Without getting into the theory, one can often solve recurrences by assuming that the series tends asymptotically to a geometric series (without quite reaching one). There will generally be two or more geometric series that satisfy the recurrence, and a linear combination of them will yield the desired series.

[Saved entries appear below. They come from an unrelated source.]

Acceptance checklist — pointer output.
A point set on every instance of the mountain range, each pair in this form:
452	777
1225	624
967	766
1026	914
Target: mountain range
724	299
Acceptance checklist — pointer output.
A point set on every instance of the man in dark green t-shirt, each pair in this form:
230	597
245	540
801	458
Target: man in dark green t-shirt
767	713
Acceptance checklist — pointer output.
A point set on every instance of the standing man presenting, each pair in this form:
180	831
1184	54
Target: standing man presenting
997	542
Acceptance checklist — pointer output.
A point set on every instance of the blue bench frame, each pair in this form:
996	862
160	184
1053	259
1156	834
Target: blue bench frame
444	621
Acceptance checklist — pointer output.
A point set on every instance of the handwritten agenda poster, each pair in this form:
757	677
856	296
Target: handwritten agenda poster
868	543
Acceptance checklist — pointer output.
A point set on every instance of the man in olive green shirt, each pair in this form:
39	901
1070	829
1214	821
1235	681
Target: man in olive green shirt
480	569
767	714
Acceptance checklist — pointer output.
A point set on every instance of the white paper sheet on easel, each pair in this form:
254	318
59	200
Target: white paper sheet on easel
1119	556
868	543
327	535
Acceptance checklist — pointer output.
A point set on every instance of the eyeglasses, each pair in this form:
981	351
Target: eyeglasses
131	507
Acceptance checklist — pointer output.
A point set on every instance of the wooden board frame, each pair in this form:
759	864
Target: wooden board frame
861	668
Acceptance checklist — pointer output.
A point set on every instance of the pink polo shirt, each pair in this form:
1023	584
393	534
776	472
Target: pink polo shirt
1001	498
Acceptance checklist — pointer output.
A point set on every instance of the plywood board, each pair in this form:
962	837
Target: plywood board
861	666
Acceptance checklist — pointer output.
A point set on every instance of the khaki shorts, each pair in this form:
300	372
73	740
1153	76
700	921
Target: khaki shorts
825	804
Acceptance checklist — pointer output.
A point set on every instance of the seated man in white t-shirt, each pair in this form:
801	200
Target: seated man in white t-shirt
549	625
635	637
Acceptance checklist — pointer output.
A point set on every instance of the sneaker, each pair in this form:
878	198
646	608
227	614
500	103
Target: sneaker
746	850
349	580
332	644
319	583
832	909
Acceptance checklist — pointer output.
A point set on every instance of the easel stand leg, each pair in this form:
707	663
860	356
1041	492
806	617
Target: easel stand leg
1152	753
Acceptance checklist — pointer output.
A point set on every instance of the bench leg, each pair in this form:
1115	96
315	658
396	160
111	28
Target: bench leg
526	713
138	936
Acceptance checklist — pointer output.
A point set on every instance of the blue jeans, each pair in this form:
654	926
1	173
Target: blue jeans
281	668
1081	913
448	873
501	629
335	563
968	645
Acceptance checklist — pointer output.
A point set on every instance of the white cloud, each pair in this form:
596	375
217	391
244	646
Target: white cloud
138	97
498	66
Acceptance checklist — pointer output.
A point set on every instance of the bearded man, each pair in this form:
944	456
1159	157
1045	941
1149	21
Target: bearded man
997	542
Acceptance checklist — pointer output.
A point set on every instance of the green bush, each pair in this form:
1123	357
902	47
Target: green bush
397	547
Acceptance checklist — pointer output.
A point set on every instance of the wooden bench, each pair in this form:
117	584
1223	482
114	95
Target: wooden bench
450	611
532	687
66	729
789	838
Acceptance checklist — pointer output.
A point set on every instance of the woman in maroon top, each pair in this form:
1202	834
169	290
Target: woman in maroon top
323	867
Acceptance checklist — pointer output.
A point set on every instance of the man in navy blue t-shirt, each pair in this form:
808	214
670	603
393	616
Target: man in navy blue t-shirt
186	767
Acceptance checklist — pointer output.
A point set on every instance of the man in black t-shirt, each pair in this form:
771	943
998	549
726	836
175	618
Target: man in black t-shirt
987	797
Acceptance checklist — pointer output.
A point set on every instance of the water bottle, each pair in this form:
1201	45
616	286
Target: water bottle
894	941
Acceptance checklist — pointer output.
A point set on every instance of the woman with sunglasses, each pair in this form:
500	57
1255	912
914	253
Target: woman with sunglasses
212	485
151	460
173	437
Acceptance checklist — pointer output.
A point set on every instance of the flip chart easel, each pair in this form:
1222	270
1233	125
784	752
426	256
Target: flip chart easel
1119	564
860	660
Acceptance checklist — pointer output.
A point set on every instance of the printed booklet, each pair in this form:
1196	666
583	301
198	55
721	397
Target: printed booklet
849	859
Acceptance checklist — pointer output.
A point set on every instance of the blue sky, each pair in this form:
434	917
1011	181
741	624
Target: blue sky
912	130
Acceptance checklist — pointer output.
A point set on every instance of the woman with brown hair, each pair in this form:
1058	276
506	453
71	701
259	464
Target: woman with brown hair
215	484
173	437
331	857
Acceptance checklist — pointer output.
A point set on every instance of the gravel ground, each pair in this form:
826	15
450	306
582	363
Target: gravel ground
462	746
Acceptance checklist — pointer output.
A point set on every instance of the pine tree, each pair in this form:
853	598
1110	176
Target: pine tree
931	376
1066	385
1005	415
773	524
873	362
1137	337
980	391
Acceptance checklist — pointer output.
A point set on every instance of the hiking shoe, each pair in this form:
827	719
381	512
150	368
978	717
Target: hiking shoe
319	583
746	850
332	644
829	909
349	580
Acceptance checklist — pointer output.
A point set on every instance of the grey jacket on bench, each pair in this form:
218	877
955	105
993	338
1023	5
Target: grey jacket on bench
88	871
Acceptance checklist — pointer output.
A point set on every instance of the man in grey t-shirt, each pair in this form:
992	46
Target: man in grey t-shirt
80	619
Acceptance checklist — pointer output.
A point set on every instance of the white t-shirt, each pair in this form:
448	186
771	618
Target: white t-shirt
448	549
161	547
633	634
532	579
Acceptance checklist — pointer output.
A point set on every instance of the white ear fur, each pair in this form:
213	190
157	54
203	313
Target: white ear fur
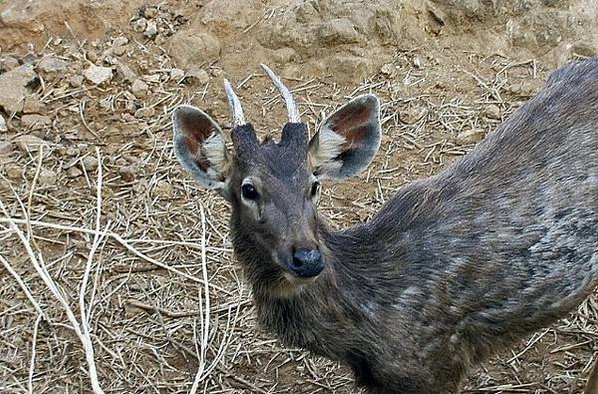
200	148
347	140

For instance, suppose we try to make the $a_2$ and later terms conform to a geometric series, so that $a_n = a_0r^n$. We would find
$$
a_n = 4a_{n-1}-2a_{n-2}
$$
$$
a_0r^n = 4a_0r^{n-1}-2a_0r^{n-2}
$$
and then dividing by $a_0r^{n-2}$ gives us
$$
r^2 = 4r-2
$$
$$
r^2-4r+2 = 0
$$
which can be solved using the quadratic formula to yield
$$
r_{1, 2} = \frac{4 \pm \sqrt{16-8}}{2} = 2 \pm \sqrt{2}
$$
That is to say, two families of geometric series satisfy the recurrence, one being $a'_n = a'_0 (2+\sqrt{2})^n$ (for any $a'_0$), and one being $a''_n = a''_0 (2-\sqrt{2})^n$ (again for any $a''_0$). To find out which linear combination yields the desired series, we write
$$
a'_0 + a''_0 = a_0 = 1
$$
$$
a'_1 + a''_1 = a'_0(2+\sqrt{2}) + a''_0(2-\sqrt{2}) = a_1 = 2
$$
which yields the rather convenient solution $a'_0 = a''_0 = 1/2$. So our final closed-form solution is
$$
a_n = \frac{(2+\sqrt{2})^n+(2-\sqrt{2})^n}{2}
$$
and you should be able to verify that the recurrence is satisfied with the initial conditions.